接著跟蹤Wrapper的allocate原始碼：該方法主要功能是分配一個初始化了的servlet例項，其service方法可以被呼叫。

public Servlet allocate() throws ServletException {

// If we are currently unloading this servlet, throw an exception
// servlet類沒有載入時剖出異常
if (unloading) {
throw new ServletException(sm.getString("standardWrapper.unloading", getName()));
}

boolean newInstance = false;

// If not SingleThreadedModel, return the same instance every time
if (!singleThreadModel) {
// Load and initialize our instance if necessary
// servlet沒有載入時要先載入該servlet
if (instance == null || !instanceInitialized) {
synchronized (this) {
if (instance == null) {
try {
if (log.isDebugEnabled()) {
log.debug("Allocating non-STM instance");
}

// Note: We don't know if the Servlet implements
// SingleThreadModel until we have loaded it.
//載入servlet，接下來繼續分析loadServlet()方法
instance = loadServlet();
newInstance = true;
//類載入之前並不知道該servlet是否為singleThreadModel，在loadServlet()中會改變singleThreadModel的值，所以此處要再判斷一次
if (!singleThreadModel) {
// For non-STM, increment here to prevent a race
// condition with unload.

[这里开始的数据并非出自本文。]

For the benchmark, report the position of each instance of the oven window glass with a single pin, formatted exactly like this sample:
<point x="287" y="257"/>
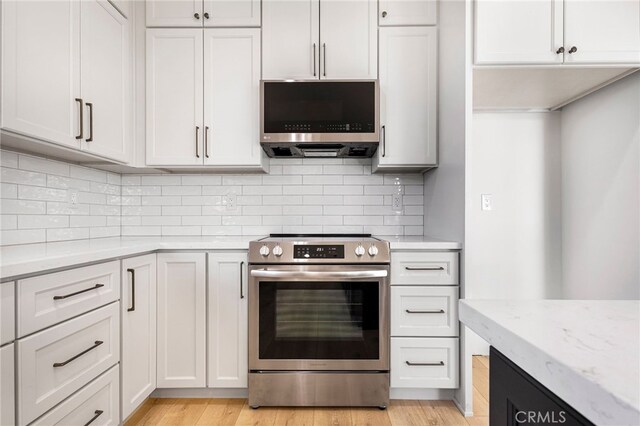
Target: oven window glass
<point x="316" y="320"/>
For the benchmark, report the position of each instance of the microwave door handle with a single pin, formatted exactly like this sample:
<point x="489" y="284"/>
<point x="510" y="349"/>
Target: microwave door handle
<point x="266" y="273"/>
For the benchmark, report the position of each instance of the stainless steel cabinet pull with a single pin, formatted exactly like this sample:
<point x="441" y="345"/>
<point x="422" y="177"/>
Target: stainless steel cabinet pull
<point x="90" y="105"/>
<point x="133" y="290"/>
<point x="439" y="311"/>
<point x="241" y="289"/>
<point x="95" y="287"/>
<point x="81" y="118"/>
<point x="426" y="268"/>
<point x="424" y="364"/>
<point x="197" y="148"/>
<point x="206" y="141"/>
<point x="96" y="415"/>
<point x="314" y="59"/>
<point x="62" y="364"/>
<point x="324" y="60"/>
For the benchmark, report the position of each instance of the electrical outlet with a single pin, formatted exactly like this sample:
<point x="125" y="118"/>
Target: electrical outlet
<point x="231" y="202"/>
<point x="487" y="202"/>
<point x="396" y="203"/>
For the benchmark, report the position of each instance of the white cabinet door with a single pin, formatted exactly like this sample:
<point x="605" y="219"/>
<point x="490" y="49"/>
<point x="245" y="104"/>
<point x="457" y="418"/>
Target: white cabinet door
<point x="105" y="79"/>
<point x="408" y="102"/>
<point x="228" y="321"/>
<point x="232" y="96"/>
<point x="7" y="386"/>
<point x="231" y="13"/>
<point x="174" y="13"/>
<point x="174" y="97"/>
<point x="290" y="39"/>
<point x="602" y="31"/>
<point x="181" y="320"/>
<point x="41" y="69"/>
<point x="518" y="32"/>
<point x="408" y="12"/>
<point x="349" y="38"/>
<point x="138" y="305"/>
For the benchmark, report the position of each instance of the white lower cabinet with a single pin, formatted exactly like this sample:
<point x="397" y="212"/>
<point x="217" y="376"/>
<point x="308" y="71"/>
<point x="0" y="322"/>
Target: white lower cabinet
<point x="424" y="362"/>
<point x="138" y="307"/>
<point x="7" y="385"/>
<point x="95" y="404"/>
<point x="56" y="362"/>
<point x="181" y="320"/>
<point x="228" y="321"/>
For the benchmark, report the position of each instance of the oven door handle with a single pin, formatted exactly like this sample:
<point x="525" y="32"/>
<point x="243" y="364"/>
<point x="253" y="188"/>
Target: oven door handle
<point x="266" y="273"/>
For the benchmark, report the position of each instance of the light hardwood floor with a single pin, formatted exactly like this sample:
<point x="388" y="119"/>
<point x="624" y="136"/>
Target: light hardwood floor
<point x="400" y="412"/>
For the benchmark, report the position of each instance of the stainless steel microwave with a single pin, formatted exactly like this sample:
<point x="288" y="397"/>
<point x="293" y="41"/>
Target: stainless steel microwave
<point x="337" y="118"/>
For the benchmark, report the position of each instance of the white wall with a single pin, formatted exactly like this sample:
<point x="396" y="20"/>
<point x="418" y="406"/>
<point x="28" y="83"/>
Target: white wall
<point x="514" y="250"/>
<point x="601" y="190"/>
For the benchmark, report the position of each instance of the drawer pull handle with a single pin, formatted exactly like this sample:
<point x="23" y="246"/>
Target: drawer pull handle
<point x="97" y="414"/>
<point x="95" y="287"/>
<point x="62" y="364"/>
<point x="439" y="311"/>
<point x="425" y="268"/>
<point x="424" y="364"/>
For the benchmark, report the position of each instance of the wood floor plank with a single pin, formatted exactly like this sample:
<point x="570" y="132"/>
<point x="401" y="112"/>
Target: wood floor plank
<point x="370" y="417"/>
<point x="294" y="417"/>
<point x="407" y="413"/>
<point x="332" y="417"/>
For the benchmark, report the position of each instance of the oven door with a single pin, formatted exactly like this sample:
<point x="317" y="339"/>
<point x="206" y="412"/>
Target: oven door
<point x="319" y="317"/>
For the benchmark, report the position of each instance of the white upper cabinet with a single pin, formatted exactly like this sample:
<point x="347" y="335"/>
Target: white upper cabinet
<point x="602" y="31"/>
<point x="290" y="39"/>
<point x="231" y="97"/>
<point x="557" y="32"/>
<point x="199" y="13"/>
<point x="104" y="83"/>
<point x="349" y="38"/>
<point x="228" y="320"/>
<point x="138" y="310"/>
<point x="518" y="32"/>
<point x="41" y="70"/>
<point x="407" y="12"/>
<point x="174" y="102"/>
<point x="231" y="13"/>
<point x="174" y="13"/>
<point x="408" y="101"/>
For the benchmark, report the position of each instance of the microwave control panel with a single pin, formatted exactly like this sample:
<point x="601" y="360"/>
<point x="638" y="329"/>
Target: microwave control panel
<point x="318" y="251"/>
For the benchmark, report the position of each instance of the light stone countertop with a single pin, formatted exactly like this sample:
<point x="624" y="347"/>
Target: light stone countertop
<point x="587" y="352"/>
<point x="29" y="259"/>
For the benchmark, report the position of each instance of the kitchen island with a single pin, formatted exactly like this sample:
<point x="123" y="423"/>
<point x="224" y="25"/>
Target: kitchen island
<point x="584" y="352"/>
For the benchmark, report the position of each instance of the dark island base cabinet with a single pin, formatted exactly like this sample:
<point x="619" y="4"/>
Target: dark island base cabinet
<point x="516" y="398"/>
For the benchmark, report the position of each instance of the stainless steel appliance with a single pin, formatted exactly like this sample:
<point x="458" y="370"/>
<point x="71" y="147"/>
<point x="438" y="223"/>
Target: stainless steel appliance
<point x="337" y="118"/>
<point x="319" y="321"/>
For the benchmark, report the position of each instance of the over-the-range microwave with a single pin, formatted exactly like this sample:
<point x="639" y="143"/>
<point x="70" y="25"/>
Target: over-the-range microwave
<point x="336" y="118"/>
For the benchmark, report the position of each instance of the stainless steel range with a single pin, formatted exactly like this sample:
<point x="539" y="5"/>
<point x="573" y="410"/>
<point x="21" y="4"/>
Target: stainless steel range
<point x="319" y="321"/>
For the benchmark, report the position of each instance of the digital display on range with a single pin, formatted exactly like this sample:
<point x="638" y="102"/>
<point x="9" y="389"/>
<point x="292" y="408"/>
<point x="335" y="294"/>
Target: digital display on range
<point x="318" y="252"/>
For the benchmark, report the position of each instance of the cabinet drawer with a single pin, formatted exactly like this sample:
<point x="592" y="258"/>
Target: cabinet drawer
<point x="424" y="362"/>
<point x="98" y="401"/>
<point x="7" y="313"/>
<point x="56" y="362"/>
<point x="424" y="311"/>
<point x="420" y="268"/>
<point x="52" y="298"/>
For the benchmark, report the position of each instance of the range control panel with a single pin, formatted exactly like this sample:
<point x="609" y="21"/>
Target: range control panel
<point x="318" y="251"/>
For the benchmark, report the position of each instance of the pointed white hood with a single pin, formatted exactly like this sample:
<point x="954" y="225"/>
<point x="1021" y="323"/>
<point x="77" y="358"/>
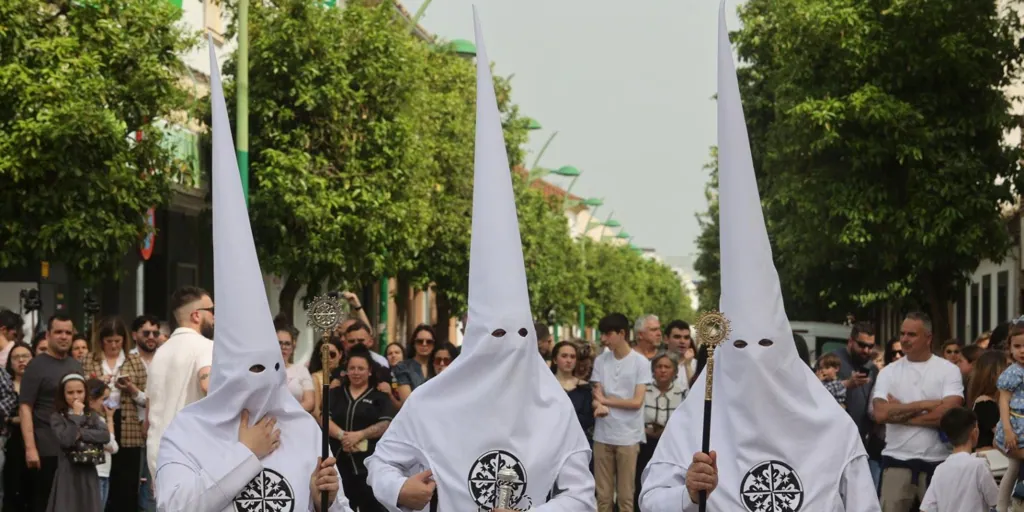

Bug 43683, test case
// #3
countAllocated.incrementAndGet();
}
} catch (ServletException e) {
throw e;
} catch (Throwable e) {
ExceptionUtils.handleThrowable(e);
throw new ServletException(sm.getString("standardWrapper.allocate"), e);
}
}
if (!instanceInitialized) {
//初始化servlet
initServlet(instance);
}
}
}

//新載入的servlet實現singleThreadModel時將instance加入到instancePool中，否則直接返回instance
if (singleThreadModel) {
if (newInstance) {
// Have to do this outside of the sync above to prevent a
// possible deadlock
synchronized (instancePool) {
instancePool.push(instance);
nInstances++;
}
}
} else {
if (log.isTraceEnabled()) {
log.trace("Returning non-STM instance");
}
// For new instances, count will have been incremented at the
// time of creation
if (!newInstance) {
countAllocated.incrementAndGet();
}
return instance;
}
}

//SingleThreadedModel型別的servlet時返回instancePool中的一個instance。
synchronized (instancePool) {
while (countAllocated.get() >= nInstances) {
// Allocate a new instance if possible, or else wait
if (nInstances < maxInstances) {
try {
instancePool.push(loadServlet());
nInstances++;
} catch (ServletException e) {
throw e;
} catch (Throwable e) {
ExceptionUtils.handleThrowable(e);
throw new ServletException(sm.getString("standardWrapper.allocate"), e);
}
} else {
try {
instancePool.wait();
} catch (InterruptedException e) {
// Ignore
}
}
}
if (log.isTraceEnabled()) {
log.trace("Returning allocated STM instance");
}
countAllocated.incrementAndGet();
return instancePool.pop();
}
}

接下來看一下servlet的load過程loadServlet：

public synchronized Servlet loadServlet() throws ServletException {

// Nothing to do if we already have an instance or an instance pool
// 如果不是SingleThreadModel型別的servlet，並且已經存在一個instance例項時，不需要載入。
if (!singleThreadModel && (instance != null))
return instance;

......

Servlet servlet;
try {
long t1=System.currentTimeMillis();
// Complain if no servlet class has been specified
if (servletClass == null) {
unavailable(null);
throw new ServletException
(sm.getString("standardWrapper.notClass", getName()));
}

//Context容器中的instanceManager，是一個類載入器，其newInstance方法根據class路徑載入servlet
InstanceManager instanceManager = ((StandardContext)getParent()).getInstanceManager();
try {
servlet = (Servlet) instanceManager.newInstance(servletClass);
} catch (ClassCastException e) {
unavailable(null);
// Restore the context ClassLoader
throw new ServletException
(sm.getString("standardWrapper.notServlet", servletClass), e);
} catch (Throwable e) {
......
}

......

if (servlet instanceof SingleThreadModel) {
if (instancePool == null) {
instancePool = new Stack<>();
}
//此處修改了singleThreadModel值，所以allocate方法中新載入servlet類後要重新判斷這個值
singleThreadModel = true;
}

//初始化剛載入的servlet
initServlet(servlet);

fireContainerEvent("load", this);

loadTime=System.currentTimeMillis() -t1;
} finally {
if (swallowOutput) {
String log = SystemLogHandler.stopCapture();
if (log != null && log.length() > 0) {
if (getServletContext() != null) {
getServletContext().log(log);
} else {
out.println(log);
}
}
}
}
return servlet;

}

通過以上分析，我們知道了一個request請求是如何從Engine容器一路流動到了具體處理容器Wrapper中的，就是通過管道和閥的工作機制實現的，每一個容器都會對應一個管道，可以向管道中新增任意數量的閥valve，但必須要有一個基礎閥，上一層的容器通過呼叫下一次容器的管道的閥的invoke方法實現request物件的傳遞。